Na estrada do peregrino,
há o despojamento, a pobreza, por vezes a fome e a sede, os caprichos das
estações, a incerteza dos dias de amanhã. Há a liberdade do espírito, horizontes
infinitos, sem limites nem constrangimentos, os ímpetos de adoração, de
oblação, de ação de graças.
Há o imprevisto, o
acontecimento inesperado, favorável ou adverso, que é o melhor e mais seguro
dos sinais de Deus, que comanda o ritmo da marcha, as paradas, as estadias, as
partidas, as mudanças de rumo ou itinerário.

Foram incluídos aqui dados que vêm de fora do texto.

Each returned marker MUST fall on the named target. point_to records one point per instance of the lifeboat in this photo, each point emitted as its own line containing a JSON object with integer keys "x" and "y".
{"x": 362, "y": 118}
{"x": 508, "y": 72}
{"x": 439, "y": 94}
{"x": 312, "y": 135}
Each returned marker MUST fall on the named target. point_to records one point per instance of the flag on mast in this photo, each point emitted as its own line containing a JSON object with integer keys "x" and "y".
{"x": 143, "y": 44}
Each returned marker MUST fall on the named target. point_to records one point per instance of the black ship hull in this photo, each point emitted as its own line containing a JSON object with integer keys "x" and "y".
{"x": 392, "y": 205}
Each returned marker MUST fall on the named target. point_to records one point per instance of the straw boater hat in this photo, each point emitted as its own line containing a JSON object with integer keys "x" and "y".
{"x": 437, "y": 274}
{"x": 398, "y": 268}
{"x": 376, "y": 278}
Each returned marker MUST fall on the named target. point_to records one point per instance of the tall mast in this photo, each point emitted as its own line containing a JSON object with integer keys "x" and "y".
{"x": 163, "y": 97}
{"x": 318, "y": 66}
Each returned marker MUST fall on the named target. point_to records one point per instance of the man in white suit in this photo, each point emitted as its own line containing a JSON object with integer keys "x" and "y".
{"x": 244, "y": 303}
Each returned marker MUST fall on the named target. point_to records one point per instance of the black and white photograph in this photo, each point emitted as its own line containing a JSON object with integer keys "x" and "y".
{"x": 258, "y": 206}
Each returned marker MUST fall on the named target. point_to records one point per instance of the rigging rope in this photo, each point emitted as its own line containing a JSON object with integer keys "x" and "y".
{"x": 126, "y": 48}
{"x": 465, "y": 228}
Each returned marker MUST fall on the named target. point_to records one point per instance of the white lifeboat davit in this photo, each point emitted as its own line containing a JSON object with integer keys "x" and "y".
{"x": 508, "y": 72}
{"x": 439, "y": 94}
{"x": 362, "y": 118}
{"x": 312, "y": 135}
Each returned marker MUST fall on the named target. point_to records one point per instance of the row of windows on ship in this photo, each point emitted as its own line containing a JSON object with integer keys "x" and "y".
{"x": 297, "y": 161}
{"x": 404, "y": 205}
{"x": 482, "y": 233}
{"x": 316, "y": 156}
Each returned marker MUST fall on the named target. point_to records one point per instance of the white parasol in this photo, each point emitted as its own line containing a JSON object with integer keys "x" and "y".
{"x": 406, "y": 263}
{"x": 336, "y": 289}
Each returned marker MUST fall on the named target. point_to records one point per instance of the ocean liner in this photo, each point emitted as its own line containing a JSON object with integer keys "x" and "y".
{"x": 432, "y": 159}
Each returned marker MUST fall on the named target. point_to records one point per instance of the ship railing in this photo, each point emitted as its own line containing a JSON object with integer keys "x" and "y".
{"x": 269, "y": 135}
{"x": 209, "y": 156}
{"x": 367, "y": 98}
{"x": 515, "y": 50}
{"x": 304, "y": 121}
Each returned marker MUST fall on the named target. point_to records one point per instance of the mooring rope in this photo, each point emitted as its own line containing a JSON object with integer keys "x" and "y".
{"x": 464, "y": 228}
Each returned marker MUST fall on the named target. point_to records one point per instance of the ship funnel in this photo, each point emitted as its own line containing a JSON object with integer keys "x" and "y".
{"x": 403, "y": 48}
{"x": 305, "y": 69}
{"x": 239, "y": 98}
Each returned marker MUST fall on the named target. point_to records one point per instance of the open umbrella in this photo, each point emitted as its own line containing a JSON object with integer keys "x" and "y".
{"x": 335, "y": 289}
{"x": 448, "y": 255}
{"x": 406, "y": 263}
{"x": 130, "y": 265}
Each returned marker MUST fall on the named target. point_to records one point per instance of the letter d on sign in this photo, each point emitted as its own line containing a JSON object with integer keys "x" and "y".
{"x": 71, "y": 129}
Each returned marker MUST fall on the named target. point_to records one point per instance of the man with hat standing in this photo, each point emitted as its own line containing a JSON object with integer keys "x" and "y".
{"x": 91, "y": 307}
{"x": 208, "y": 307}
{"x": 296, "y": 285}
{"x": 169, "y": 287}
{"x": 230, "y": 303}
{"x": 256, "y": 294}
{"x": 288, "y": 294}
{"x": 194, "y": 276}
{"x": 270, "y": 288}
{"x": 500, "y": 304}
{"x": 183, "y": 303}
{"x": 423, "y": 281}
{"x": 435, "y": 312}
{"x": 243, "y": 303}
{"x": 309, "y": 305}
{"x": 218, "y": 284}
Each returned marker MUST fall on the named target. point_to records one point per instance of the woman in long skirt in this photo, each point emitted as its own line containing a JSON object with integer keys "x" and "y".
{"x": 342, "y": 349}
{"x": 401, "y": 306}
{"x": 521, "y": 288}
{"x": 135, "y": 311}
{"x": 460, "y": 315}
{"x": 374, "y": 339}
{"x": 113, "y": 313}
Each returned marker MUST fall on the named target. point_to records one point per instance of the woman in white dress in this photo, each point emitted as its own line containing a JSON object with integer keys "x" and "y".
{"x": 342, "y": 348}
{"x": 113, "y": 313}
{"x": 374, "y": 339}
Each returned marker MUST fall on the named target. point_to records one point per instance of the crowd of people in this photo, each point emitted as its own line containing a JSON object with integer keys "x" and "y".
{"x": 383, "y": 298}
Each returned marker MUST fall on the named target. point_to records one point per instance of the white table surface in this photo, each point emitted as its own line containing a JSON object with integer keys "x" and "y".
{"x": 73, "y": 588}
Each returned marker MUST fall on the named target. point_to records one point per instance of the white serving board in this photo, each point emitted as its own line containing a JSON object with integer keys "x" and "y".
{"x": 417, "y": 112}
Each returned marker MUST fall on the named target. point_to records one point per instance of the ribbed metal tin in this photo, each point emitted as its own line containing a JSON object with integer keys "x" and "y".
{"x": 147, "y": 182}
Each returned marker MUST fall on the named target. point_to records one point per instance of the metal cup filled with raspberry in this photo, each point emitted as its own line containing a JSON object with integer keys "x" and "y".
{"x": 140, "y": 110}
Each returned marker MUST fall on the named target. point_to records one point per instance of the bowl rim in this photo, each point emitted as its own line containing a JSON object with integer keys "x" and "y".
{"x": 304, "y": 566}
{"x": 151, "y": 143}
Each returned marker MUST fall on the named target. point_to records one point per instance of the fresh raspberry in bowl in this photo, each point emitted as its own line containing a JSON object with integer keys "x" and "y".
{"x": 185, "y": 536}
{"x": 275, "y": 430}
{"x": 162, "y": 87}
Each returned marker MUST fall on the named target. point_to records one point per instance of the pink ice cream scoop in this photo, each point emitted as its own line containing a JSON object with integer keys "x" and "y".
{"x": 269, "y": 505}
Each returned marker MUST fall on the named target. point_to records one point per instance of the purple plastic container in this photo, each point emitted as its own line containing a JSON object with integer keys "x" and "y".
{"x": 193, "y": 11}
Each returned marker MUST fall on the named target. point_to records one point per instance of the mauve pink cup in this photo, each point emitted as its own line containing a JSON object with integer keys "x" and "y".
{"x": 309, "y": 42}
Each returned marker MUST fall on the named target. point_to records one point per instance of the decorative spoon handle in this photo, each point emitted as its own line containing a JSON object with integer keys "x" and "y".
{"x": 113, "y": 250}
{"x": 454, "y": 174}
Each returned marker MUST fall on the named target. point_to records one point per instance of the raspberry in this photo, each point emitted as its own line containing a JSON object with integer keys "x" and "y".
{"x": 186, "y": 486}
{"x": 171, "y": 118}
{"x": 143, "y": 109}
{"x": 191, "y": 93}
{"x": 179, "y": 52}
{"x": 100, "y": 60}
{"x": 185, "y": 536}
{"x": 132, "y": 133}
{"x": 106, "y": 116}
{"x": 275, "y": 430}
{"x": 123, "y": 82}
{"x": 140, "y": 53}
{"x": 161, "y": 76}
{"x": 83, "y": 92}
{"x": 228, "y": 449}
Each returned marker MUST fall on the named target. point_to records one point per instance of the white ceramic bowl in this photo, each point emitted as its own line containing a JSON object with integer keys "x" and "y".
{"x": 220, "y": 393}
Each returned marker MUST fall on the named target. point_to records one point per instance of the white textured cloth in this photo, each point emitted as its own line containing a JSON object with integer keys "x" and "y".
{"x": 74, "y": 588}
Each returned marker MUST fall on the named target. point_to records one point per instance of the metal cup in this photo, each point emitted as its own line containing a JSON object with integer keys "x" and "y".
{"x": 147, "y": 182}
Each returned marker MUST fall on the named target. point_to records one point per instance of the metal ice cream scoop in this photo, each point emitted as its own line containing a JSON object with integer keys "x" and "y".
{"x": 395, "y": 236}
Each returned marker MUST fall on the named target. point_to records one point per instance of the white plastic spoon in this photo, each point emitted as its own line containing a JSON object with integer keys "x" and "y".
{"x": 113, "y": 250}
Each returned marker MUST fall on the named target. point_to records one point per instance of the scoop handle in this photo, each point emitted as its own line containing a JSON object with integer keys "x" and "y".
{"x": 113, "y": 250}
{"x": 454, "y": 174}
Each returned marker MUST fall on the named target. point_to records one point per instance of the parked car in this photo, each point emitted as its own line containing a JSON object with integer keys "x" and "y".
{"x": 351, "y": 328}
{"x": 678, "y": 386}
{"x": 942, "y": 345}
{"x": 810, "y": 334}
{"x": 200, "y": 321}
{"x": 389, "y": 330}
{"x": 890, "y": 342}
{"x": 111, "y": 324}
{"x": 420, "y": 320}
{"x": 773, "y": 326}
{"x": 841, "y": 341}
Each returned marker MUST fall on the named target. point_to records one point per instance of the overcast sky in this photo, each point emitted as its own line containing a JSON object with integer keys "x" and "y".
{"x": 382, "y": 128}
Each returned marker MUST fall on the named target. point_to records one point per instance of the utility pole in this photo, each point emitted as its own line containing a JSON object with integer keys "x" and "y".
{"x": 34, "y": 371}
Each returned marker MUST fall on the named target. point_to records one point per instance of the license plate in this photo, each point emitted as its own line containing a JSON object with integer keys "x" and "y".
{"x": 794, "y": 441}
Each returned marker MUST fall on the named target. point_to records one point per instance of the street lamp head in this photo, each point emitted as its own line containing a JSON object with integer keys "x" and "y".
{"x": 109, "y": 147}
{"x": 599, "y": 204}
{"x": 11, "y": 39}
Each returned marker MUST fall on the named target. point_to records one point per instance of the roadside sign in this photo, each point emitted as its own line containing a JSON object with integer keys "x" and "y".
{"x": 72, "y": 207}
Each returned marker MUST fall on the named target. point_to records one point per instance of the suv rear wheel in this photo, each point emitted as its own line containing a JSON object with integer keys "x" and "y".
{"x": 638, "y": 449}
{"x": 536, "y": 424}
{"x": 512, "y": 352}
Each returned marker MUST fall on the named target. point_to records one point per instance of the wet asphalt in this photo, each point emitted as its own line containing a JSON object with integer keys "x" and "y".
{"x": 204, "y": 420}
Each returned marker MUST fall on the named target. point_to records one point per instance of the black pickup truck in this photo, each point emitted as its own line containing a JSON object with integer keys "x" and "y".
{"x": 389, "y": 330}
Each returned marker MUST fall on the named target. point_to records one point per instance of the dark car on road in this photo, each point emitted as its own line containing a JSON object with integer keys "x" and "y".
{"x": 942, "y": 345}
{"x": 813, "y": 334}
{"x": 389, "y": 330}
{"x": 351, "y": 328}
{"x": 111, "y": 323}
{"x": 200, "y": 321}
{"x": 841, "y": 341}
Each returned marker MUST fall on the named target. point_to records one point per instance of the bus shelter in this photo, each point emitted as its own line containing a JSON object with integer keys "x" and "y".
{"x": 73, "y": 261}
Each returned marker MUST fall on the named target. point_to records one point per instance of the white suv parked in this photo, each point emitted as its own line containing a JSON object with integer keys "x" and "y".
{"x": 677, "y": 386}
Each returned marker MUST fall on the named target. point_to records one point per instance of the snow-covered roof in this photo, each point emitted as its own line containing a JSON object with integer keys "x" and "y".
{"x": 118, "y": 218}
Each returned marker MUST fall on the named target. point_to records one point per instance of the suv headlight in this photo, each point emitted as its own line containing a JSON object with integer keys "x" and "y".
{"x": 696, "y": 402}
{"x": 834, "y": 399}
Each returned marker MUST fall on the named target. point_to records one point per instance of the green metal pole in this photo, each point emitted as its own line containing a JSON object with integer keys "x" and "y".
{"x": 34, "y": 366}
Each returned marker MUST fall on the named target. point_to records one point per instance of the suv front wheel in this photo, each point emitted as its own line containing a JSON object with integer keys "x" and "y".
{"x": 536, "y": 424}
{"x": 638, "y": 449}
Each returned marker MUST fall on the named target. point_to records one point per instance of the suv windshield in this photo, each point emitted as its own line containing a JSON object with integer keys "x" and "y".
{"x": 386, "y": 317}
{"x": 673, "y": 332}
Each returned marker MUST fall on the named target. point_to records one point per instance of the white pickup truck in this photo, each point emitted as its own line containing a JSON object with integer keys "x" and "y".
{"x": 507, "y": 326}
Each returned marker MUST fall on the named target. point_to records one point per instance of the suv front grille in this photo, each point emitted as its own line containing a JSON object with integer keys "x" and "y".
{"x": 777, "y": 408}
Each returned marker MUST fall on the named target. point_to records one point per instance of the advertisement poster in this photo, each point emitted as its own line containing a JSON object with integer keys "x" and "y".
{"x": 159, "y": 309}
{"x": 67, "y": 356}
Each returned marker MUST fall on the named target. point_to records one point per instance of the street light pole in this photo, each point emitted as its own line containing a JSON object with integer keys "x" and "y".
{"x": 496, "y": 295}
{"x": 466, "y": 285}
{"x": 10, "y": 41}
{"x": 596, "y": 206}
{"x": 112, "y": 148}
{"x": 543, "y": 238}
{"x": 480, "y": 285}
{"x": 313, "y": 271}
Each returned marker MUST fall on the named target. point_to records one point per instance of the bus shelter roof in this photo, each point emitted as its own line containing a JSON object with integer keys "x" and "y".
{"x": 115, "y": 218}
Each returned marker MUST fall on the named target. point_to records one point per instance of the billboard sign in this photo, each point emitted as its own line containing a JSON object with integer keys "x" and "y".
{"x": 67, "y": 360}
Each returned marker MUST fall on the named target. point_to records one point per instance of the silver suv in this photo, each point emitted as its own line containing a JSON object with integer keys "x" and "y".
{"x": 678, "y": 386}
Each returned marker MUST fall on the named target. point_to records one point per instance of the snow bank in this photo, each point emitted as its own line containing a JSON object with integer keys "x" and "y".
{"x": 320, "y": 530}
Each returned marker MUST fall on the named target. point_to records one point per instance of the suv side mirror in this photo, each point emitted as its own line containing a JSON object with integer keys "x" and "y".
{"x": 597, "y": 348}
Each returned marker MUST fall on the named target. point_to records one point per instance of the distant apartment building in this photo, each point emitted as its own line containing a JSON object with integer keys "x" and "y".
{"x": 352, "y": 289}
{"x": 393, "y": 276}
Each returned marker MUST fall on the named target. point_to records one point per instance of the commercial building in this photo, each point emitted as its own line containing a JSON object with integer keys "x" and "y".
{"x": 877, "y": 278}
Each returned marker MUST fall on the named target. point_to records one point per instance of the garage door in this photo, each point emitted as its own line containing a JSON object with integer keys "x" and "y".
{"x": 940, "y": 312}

Há o encontro com “fiéis e
infiéis”, companheiros que só por algum tempo “seguem caminho”, ou companheiros que se mantém fiéis, amigos que
ajudam, inimigos que espreitam, gatunos que roubam, pobres que compartilham o
mesmo pão.
Quando
compartilhados, os caminhos transformam os caminhantes. As pessoas
aprendem a se desfazer do supérfluo, a acelerar ou retardar o passo, a
partilhar dramas, a ouvir e a falar, a experimentar a humil-dade de pedir
acolhida... Enfim, achegar-se ao próprio coração.
Finalmente, a Estrada aproxima o peregrino cada dia, a
cada instante, da meta ainda
escondida, mas certa. Ao voltar-se para trás, ele se dá conta de que o itinerário
foi realmente maravilhoso, que a experi-ência o transformou, que está mais
“puro”,
mais “livre”, mais “autêntico”...
numa palavra, que
Deus, que está no têrmo, já palmilhava a Estrada com Ele.
Textos bíblicos: Mc. 6,7-13
Na oração: Jesus das estradas poeirentas
“Dá-me percorrer contigo,
Senhor, tua terra de
andanças.
Dá-me seguir-te a Ti somente.
Tu
passaste deixando tuas “pegadas” no pó da estrada, e sem perguntar “por que”
muitos te seguem. Vás sem nada, peregrino, caminhando qual romeiro; e vás
chamando seguidores, que te seguem sem nada levar. Quem se atreve a pisar
descalço tuas pegadas, sempre em marcha? A cidade não é teu caminho, é dura
para as tuas sandálias. Gostas de deixar na terra a marca de tuas pegadas.
Senhor
dos Caminhos, que tiras as pessoas da segurança, das suas
casas, de seus bens... e as atrai para seguir teu passo, feito atalho estreito,
um convite para ir onde quer que vás.
Quero
ser caminhante, de coração pobre e livre, feito tenda aberta em teu chamado.
Amém!”
- Nas nossas vidas acontece algo de verdadeiro e belo
quando nos dispomos a buscar dentro
de nós mesmos a razão da nossa existência: falta-nos ainda muito por
saber,
por ver, por sentir, por desfrutar...
- No “mapa espiritual” de nosso interior
ainda existe uma “terra desconhecida”,
que proporciona interesse à vida, suscita curiosidade, nos põe a
caminho... Grandes surpresas interiores
estão à nossa espera, e a capacidade de continuar procurando é que dá sentido ao esforço e vigor à vida.
- A nossa vida é um êxodo, um sair constante
de uma realidade para entrar em uma
outra realidade nova.
O peregrinar
é o elemento determinante e com maior valor simbólico para toda a vida.